Tires are expensive. Which is why a big tear in your brand new tire can be a bummer. A large sidewall cut like the one shown above may look fatal, but there is a good chance that the damaged tire still has a lot of life left in it. Instead of throwing $60+ on a new tire, here is how you can repair that tire and use it until it is fully worn out!
Tools and Supplies you’ll need:
- Rubber Cement or Tubular Tire Glue
- A worn out tire to harvest a patch
- A clamp or vise grip
Step 1: Find the Cut
Locate the hole or cut on the tire. I mark the hole with a pen so it’s easy to find later.
Step 2: Clean the Patch Area
Find the hole on the inside of the tire and remove all of the sealant residue that may have accumulated on the tire’s inner surface. It is crucial to remove all of the residue around the patch area. The rubber cement will not adhere properly to the tire otherwise.
Step 3: Cut a Patch
Here is where an old tire comes in handy. Cut out a long strip of sidewall from an old worn out tire to use as repair patches. You’ll want to size your patch to adequately cover the cut. For the 1/2″ sidewall slice pictured above I used a patch roughly 1″ x 1″.
Step 4: Apply the Glue
Using the rubber cement or tire glue, cover both the patch as well as the area inside the tire where the patch will go. Don’t be afraid to use too much glue!
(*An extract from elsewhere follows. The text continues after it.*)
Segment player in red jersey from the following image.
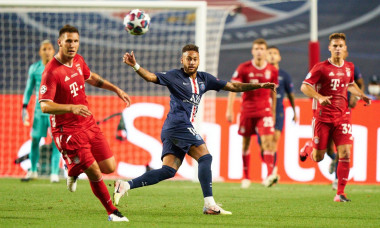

Step 5: Allow the glue to dry for 15-20 minutes.
Step 6: Place the patch over the cut.
Make sure the patch is centered over the cut!
Step 7: Clamp the patch to the tire
Clamping the patch to the tire will hold the patch in the proper spot while the glue dries. If the patch is not clamped, the patch can move or may not conform to the shape of the tire as the glue dries.
Step 8: Allow the glue to dry!
I like to allow the glue to dry overnight at the very least.
Step 9: Remove the clamp
Be careful when removing the clamp from the patch, as glue may have dried to the clamp. Use a knife to cut the glue free from the clamp as you pull the clamp from the patch.
Step 10: Install the tire and GO RIDE!
I’ve had great results using this technique. I have repaired countless tubeless tires and put hundreds of miles on a patched tire.
2 thoughts on “Tech Tutorial – Tubeless Tire Repair”
Oh boy, thanks for this post. Did you ever repair a larger cut, so 3 to 5 centimeters (round about 2 inches)?
I dont think we’ve done anything that big, that might be pushing the limit.